Independence Day in Peru
Independence Day in Peru celebrates the day that General José de San Martin, also known as Peru’s liberator, proclaimed independence from Spain. The following day, July 29th, is also a National Holiday to celebrate the establishment of the Republic of Peru. Together they’re the Fiestas Patrias peruanas. So if you need a reason for a two-day Pisco Sour bender we’re here to indulge you.
As you know, Spain ran amok colonizing the Americas around the 16th century or so. It took them about forty years to conquer the Inca Empire. You can do a lot with violence and bringing along smallpox to a population that had never seen it before.
Peru remained a Spanish stronghold for quite a while. By the early 19th century most South American nations had been swept by wars of independence. Elite members of society vacillated between emancipation and Spanish loyalty. It wasn’t until José de San Martin, along with his buddy Simón Bolivar from Venezuela, led military campaigns to occupy the territory that Peru became an independent nation. San Martin occupied Lima and declared Peruvian Independence on July 28, 1821.
It’s a pretty brutal story, but at least there was the upside of Pisco.
Winemaking in Peru dates back to early in the Spanish colonization, when grape vines were brought over in the 1540s. By the late 1500s some stills had been fashioned and aguardiente de uva was produced. This is what eventually became known as Pisco. Unlike Cognac, it is never aged in wood so it remains clear.
Peru and Chile both lay claim to being the place of invention and continue to argue the point. Even the name Pisco is the source of some controversy. The oldest known use was in 1764, when it may have acquired the name from the Peruvian town of Pisco, which was an important shipping port for exports. There it was known as aguardiente de Pisco. Others claim the name simply comes from the Quechua language and means bird. Still others note it was also the name used for amphorae in the region.
Either way, the spirit became popular around the world, particularly in places like California during the Gold Rush. It was readily available and has occupied an enduring place in the cocktail armament around the world.
The Pisco Sour
While people argue all day about the origins of Pisco, we know the Pisco Sour was first served at Morris’ Bar in Lima, Peru. Victor Morris, an American immigrant to Peru and bartender ran that establishment from 1916-1929 and invented the Pisco Sour right there.
The original recipe was just like a Whiskey Sour at the time, and did not include egg white. Nobody knows just when the egg white got added, but the first reports of it came from a visitor to the Maury Hotel in Lima, where the bar was headed by Mario Bruiget, a former protégé of Morris. Don’t be afraid of egg white. We’ve used it to good effect in drinks like the Rattlesnake and the Million Dollar Cocktail. The Pisco Sour recipe is no more daunting.

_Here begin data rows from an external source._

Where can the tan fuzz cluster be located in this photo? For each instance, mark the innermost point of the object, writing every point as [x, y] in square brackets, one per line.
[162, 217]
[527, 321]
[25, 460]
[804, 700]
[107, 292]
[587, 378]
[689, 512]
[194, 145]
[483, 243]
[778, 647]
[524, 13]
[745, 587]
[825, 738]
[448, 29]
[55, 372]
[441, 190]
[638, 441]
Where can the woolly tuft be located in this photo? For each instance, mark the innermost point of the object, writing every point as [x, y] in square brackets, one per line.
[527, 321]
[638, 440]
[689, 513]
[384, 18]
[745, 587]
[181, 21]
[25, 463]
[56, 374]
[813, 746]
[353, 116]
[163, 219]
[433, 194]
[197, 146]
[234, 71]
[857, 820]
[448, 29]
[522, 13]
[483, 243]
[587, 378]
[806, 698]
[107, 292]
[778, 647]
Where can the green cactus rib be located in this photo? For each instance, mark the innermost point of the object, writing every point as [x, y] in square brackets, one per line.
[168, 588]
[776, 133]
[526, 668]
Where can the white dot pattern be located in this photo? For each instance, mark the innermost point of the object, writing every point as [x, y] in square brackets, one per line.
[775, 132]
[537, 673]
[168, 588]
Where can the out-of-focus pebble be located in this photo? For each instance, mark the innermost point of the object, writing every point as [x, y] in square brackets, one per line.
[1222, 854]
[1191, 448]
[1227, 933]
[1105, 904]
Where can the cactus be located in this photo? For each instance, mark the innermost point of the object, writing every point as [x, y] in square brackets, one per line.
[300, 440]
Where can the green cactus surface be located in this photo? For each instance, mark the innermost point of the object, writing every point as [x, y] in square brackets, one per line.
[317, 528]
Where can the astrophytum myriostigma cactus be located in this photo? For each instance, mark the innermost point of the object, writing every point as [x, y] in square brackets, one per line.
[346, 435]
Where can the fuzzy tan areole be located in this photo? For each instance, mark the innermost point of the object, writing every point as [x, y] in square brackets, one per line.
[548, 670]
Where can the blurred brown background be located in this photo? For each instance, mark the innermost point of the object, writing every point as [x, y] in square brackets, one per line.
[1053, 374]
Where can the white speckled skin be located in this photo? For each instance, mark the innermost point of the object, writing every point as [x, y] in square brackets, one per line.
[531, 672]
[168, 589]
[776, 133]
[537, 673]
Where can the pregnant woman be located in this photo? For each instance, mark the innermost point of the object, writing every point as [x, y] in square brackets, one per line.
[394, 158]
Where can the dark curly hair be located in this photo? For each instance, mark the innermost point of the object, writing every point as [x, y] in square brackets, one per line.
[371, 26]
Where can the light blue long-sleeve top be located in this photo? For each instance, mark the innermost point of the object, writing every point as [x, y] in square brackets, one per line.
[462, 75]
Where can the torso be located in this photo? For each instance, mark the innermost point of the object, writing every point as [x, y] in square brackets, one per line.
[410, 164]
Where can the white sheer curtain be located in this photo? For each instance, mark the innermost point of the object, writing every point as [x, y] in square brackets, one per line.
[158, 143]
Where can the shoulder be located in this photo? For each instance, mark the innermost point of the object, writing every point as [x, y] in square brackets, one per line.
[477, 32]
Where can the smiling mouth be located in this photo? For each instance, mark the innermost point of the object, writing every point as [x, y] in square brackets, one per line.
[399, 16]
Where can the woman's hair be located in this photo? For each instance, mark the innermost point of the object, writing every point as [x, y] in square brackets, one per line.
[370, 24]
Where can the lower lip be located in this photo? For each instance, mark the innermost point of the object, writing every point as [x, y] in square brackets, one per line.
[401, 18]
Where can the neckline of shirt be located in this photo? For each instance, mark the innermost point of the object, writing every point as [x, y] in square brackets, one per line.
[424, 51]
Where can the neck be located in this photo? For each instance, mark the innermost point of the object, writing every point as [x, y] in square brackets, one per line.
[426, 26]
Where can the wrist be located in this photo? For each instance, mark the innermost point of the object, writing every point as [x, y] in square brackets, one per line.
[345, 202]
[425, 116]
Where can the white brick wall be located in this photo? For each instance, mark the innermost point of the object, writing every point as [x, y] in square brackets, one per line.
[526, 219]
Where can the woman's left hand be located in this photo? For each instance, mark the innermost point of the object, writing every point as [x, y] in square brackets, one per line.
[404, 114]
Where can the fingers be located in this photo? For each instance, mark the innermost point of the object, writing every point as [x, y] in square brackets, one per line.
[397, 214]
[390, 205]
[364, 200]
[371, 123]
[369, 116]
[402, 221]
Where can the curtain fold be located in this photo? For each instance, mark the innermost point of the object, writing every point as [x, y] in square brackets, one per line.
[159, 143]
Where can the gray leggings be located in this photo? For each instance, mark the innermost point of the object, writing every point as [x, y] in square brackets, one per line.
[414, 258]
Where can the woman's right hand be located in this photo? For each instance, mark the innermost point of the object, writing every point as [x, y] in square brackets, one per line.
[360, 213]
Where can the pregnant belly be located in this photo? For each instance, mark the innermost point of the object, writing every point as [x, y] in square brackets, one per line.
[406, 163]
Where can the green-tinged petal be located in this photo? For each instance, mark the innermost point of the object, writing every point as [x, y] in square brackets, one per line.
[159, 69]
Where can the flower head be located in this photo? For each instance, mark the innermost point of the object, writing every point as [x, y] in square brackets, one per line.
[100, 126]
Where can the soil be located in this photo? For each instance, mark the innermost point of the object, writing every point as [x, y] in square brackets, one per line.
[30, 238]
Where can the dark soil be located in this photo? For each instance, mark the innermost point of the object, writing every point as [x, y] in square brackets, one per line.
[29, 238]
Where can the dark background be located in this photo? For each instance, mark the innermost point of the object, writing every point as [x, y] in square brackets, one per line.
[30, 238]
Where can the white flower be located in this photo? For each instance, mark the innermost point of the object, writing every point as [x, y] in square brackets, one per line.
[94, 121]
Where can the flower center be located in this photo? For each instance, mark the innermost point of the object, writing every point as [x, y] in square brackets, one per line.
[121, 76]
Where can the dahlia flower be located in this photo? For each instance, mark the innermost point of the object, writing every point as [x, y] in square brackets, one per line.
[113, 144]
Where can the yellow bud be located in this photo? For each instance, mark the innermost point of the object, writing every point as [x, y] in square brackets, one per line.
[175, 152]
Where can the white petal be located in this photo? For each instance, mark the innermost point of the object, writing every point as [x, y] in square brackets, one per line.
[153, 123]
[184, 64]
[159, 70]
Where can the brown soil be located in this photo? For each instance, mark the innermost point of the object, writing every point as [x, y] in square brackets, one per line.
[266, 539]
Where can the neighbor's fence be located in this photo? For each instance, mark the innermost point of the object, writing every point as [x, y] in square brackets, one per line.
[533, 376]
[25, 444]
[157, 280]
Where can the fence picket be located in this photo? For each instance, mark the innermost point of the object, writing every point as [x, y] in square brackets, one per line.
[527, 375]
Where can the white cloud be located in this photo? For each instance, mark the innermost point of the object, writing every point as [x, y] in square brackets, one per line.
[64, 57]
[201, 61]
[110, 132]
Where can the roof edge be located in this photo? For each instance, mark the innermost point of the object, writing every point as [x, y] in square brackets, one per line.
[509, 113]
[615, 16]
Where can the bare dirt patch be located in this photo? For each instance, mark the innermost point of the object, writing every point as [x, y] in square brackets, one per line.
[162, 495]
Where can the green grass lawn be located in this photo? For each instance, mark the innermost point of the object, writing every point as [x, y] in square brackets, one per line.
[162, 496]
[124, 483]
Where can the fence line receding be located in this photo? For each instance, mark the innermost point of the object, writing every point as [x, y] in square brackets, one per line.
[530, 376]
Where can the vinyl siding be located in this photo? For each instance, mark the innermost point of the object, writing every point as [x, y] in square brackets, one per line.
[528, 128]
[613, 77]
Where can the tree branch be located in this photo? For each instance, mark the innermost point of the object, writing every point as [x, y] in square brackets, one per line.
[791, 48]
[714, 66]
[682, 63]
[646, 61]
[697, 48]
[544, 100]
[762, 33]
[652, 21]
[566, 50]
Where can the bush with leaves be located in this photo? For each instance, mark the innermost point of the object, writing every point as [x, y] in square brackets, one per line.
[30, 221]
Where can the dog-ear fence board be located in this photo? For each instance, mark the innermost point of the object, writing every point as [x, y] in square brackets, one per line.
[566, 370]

The Pisco Sour is a good enough drink that it has a government-approved day of honor. Dia National de Pisco Sour, or National Pisco Sour Day, is celebrated in Peru on the first Saturday of February. Everybody drinks them, a National Pisco sour mixing contest is conducted, and a good time is had by all. If you wish to impress your friends and be entirely authentic you can seek out Amargo Chuncho Bitters from Peru, but Angostura works just as well.
- Nick and Nora or coupe glass
- Add all ingredients to your trusty shaker.
- Place top on shaker - without ice - and shake vigorously to create a foam.
- Add ice and shake to chill.
- Strain into pre-chilled cocktail glass.
- Decorate top of drink with a few drops or a stripe of bitters.